Das 50-jährige Bestehen wird in diesem Jahr wieder gemeinsam begangen, denn 2019 schlossen sich TTC und TSV zu „Tischtennis Frickenhausen“, kurz TT Frickenhausen, zusammen. Diese Entscheidung trafen beide Vereine aus Überzeugung, denn mittel- und langfristig sehen sich die Frickenhäuser Tischtennis-Cracks den Herausforderungen in ihrem Sport nur Schulter an Schulter gewachsen. Auf der Grundlage ihrer seit Jahren herausragenden Jugendarbeit soll es wieder nach oben gehen. Zuletzt hatten sich mit der 16-jährigen Lea Lachenmayer und Liang Qiu (26) zwei „Eigengewächse“ für die Deutschen Meisterschaften der Aktiven Ende August in Bremen qualifiziert. Aushängeschild der Ausbildung an der Basis ist Liangs jüngerer Bruder Dang Qiu (24), der am 25. Juni in Warschau zusammen mit Nina Mittelham Europameister im Mixed wurde.
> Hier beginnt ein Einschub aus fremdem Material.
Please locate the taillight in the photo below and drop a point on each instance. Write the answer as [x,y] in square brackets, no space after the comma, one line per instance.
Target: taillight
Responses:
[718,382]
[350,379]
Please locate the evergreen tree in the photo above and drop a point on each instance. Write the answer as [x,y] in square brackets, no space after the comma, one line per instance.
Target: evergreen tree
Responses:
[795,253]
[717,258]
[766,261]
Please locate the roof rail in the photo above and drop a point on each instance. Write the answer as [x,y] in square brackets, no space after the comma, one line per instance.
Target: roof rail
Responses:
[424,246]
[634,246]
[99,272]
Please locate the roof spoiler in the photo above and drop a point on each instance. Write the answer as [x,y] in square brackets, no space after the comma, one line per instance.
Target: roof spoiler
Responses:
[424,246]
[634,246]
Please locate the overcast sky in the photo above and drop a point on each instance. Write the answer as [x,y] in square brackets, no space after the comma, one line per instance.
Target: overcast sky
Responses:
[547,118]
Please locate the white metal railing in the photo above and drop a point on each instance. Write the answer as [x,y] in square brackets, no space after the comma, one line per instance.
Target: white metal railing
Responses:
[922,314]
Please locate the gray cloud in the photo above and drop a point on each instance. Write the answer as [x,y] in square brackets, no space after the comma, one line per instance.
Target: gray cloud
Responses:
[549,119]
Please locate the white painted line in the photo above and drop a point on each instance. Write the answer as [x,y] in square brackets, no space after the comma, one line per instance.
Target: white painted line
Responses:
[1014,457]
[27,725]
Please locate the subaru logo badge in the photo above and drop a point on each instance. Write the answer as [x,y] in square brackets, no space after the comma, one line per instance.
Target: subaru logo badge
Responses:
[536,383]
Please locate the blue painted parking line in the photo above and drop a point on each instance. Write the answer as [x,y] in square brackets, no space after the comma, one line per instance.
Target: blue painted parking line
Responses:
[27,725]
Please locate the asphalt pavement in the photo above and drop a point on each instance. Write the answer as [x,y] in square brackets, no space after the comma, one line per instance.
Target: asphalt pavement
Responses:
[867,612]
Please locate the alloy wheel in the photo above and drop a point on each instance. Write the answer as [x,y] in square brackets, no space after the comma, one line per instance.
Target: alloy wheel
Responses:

In der anstehenden Bundesliga-Saison geht der in Nürtingen Geborene für Rekordmeister Borussia Düsseldorf auf Punktejagd.
Dass es in Zukunft auch wieder Bundesliga-Tischtennis im Täle zu bewundern gibt, dafür sorgt die vor zwei Jahren gegründeten Para-Abteilung: Deren Chef Thomas Brüchle, zweimaliger Team-Weltmeister und sechsmaliger Europameister, spielt zusammen mit seinem Partner, dem Iren Colin Judge, nicht nur in der Rollstuhl-Bundesliga, sondern auch als Nummer eins bei den TT-Männern in der Landesklasse und ist dort der überragende Spieler. Vom 24. August bis 4. September nehmen Judge und Brüchle an den Paralympics in Tokio teil. Brüchle gewann 2012 in London und 2016 in Rio de Janeiro mit dem deutschen Team jeweils die Silbermedaille.Vor 50 Jahren hatte man sich das alles noch nicht träumen lassen. Bei der Gründungsversammlung wurde Rolf Wohlhaupter-Hermann zum Präsidenten gewählt, sein Stellvertreter wurde Fritz Diez.
1995 gelingt das Wunder
Als reiner Amateurverein arbeitete sich der Club in kurzer Zeit bis in die Zweite Bundesliga nach oben. 1995 gelang der Sprung ins Oberhaus. Vier Jahre später war Frickenhausen deutscher Vizemeister. In der Saison 2002/2003 drang der TTC schließlich bis ins Endspiel des ETTU-Cups vor und unterlag dort dem Vertreter aus Montpellier nur knapp. Den sportlichen Höhepunkt erreichte der Verein in der Saison 2005/2006“, als die Bundesligamannschaft mit Ma Wenge, Jens Lundquist, Torben Wosik und Bojan Tokic das Triple mit Deutscher Meisterschaft, DTTB-Pokalsieg und dem Gewinn des ETTU-Pokals holte. Erstmals war der TTC dadurch in der Champions League spielberechtigt. Den nationalen Titel konnten Ma Wenge, Bastian Steger, Bojan Tokic und Patrick Baum, gemeinsam mit Trainer Jian Xin Qiu, der 2006 als Trainer des Jahres ausgezeichnet wurde, im folgenden Jahr verteidigen.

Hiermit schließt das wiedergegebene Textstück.